Marketing research, AI and machine learning: Cluster analysis
Editor’s note: David A. Bryant is vice president at Ironwood Insights Group.
There continues to be a great deal of hype surrounding the use of artificial intelligence and machine learning in market research. The use of machine learning (unsupervised learning) continues to expand rapidly in today’s work environment. Some of the machine learning algorithms available to market researchers include:
- Cluster analysis – k-means, hierarchical and two-step clustering.
- Decision tree analysis – including CHAID, CRT and QUEST decision trees.
- Artificial neural networks – including multilayer perceptron and radial basis function.
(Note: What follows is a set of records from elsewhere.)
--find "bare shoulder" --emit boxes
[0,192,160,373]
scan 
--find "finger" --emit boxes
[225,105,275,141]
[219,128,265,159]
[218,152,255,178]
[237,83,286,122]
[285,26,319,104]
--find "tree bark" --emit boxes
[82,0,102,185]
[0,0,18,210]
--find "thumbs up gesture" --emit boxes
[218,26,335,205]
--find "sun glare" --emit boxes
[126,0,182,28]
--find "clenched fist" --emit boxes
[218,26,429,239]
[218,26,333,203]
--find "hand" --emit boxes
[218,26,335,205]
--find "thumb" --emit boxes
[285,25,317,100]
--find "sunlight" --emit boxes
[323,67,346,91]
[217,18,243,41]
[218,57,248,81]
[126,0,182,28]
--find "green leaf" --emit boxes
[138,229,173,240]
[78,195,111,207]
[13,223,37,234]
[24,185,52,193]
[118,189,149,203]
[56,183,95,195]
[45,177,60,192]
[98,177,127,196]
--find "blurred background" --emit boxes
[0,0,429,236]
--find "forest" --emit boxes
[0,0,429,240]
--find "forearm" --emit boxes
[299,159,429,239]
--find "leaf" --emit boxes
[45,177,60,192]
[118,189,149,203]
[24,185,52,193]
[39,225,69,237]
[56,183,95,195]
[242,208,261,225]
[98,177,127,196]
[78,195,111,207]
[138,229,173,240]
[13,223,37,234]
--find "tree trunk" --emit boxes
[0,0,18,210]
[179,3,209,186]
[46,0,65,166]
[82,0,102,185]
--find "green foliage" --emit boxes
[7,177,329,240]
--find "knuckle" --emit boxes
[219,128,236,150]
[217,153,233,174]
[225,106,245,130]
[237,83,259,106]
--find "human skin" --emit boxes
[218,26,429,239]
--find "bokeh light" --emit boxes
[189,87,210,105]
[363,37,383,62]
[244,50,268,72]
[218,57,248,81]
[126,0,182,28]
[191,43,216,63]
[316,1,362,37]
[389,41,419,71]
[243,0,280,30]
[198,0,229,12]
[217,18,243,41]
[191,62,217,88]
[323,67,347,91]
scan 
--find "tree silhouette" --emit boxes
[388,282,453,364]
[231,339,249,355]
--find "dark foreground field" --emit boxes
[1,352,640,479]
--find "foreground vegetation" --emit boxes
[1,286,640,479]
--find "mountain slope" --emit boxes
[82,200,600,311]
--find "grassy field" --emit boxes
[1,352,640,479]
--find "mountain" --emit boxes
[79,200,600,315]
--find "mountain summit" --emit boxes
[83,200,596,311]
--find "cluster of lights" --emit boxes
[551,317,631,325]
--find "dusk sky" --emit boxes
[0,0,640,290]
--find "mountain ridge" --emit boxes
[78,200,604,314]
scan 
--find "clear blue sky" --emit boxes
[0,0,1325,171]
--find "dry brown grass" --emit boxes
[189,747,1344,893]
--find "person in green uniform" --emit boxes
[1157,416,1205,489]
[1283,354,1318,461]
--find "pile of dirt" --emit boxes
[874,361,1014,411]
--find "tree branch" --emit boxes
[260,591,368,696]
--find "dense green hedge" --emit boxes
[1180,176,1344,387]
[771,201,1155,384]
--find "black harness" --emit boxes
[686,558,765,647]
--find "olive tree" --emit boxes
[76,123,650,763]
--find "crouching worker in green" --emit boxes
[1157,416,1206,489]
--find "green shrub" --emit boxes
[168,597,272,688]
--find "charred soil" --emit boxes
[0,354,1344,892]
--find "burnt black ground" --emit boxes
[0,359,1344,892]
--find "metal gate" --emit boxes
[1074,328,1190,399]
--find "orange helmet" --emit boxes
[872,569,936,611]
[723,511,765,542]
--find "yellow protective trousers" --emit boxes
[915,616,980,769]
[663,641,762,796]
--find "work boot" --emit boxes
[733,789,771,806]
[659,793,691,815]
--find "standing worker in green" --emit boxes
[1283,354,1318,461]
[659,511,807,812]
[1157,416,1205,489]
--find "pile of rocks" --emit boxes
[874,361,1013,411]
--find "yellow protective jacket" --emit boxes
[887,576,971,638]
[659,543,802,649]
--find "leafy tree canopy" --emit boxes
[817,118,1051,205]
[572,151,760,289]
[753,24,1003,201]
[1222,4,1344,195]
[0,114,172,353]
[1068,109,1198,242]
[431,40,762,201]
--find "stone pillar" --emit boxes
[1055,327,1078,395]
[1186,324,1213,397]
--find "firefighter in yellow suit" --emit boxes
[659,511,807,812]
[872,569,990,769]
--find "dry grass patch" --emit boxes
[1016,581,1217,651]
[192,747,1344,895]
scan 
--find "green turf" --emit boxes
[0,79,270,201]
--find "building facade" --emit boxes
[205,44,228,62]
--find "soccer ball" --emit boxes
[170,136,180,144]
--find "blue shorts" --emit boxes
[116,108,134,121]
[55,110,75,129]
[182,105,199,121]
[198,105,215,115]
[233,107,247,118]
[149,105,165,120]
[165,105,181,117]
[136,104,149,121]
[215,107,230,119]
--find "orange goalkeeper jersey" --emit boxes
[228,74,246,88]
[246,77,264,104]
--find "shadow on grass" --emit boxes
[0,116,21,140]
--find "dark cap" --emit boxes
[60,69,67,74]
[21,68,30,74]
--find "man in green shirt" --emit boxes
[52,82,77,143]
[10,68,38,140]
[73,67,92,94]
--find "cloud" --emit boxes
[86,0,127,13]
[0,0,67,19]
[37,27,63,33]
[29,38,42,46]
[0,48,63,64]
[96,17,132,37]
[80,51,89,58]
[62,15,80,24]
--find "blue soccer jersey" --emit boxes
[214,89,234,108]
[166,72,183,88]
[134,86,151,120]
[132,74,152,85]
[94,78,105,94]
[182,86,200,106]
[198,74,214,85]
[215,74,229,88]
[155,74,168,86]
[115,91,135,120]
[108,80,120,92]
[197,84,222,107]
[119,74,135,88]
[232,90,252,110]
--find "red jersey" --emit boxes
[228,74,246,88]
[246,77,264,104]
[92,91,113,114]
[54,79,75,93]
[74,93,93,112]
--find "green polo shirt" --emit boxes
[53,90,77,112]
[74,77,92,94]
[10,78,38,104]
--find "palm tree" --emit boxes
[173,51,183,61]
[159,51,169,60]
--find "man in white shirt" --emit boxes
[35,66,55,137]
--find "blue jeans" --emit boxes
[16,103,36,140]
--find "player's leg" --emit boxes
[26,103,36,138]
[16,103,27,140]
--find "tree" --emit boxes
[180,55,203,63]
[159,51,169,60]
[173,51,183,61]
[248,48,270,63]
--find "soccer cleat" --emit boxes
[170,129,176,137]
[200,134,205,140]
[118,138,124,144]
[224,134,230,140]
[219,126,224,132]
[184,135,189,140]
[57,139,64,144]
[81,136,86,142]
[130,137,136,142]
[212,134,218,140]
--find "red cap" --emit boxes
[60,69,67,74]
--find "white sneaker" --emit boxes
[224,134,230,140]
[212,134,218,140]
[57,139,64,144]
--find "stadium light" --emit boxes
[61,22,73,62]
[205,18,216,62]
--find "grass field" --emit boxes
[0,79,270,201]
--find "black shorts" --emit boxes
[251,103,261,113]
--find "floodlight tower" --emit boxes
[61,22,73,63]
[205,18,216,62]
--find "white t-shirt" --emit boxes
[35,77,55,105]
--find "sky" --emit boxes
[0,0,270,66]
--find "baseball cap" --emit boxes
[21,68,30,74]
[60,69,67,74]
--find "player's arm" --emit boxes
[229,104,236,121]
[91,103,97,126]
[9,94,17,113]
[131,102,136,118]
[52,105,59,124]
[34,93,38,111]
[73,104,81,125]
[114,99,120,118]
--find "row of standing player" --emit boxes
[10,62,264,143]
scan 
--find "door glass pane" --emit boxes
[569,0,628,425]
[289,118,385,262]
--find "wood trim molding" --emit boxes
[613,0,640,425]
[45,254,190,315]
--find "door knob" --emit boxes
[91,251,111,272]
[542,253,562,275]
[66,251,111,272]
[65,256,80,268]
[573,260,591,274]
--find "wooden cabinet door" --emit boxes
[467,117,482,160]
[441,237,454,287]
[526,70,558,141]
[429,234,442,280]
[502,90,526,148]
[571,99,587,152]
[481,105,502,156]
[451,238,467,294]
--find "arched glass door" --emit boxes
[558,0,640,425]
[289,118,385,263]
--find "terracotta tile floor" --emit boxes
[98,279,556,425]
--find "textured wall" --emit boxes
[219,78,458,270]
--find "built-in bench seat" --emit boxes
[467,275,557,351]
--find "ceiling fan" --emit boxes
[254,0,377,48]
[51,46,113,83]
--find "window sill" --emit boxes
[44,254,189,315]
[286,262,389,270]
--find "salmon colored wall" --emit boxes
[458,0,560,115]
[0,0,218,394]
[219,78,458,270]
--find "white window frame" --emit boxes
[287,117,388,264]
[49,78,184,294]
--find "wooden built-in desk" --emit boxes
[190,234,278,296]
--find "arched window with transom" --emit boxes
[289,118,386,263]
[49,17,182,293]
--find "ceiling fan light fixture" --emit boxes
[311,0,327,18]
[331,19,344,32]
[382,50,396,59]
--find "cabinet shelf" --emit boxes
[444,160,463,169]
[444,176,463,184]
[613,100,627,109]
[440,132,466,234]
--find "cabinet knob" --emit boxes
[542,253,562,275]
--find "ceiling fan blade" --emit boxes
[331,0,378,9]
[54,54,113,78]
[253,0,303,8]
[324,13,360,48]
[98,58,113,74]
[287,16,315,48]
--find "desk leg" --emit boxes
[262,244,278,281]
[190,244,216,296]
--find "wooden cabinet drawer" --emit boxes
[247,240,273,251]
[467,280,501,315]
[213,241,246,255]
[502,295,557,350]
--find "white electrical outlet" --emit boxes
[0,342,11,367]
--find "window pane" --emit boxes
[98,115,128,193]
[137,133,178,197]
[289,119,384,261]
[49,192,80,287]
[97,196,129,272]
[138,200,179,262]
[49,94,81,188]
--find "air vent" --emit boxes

In this two-part article, we will explore two of the most commonly used machine learning techniques used by market researchers: cluster analysis and decision tree analysis. In this first part, we explore the area of cluster analysis and will briefly look at the k-means clustering algorithm. In the second part, we explore the area of decision tree analysis. Specifically, we will explore decision trees using the CHAID algorithm.
Cluster analysis
Clustering involves creating groups of observations or individuals (clusters) and complying with the condition that individuals in one group differ visibly from individuals in other groups. The output from any clustering algorithm is a label, which assigns each individual to the cluster of that label.
Clustering uses an unsupervised machine-learning algorithm to identify patterns found within unlabeled input data. For example, when creating a new marketing campaign, it would be useful to segregate potential customers into subgroups based on information associated with each person to create a specific number of clusters so that the people in each cluster have similar features and demographics to each other and differ from the people in other clusters.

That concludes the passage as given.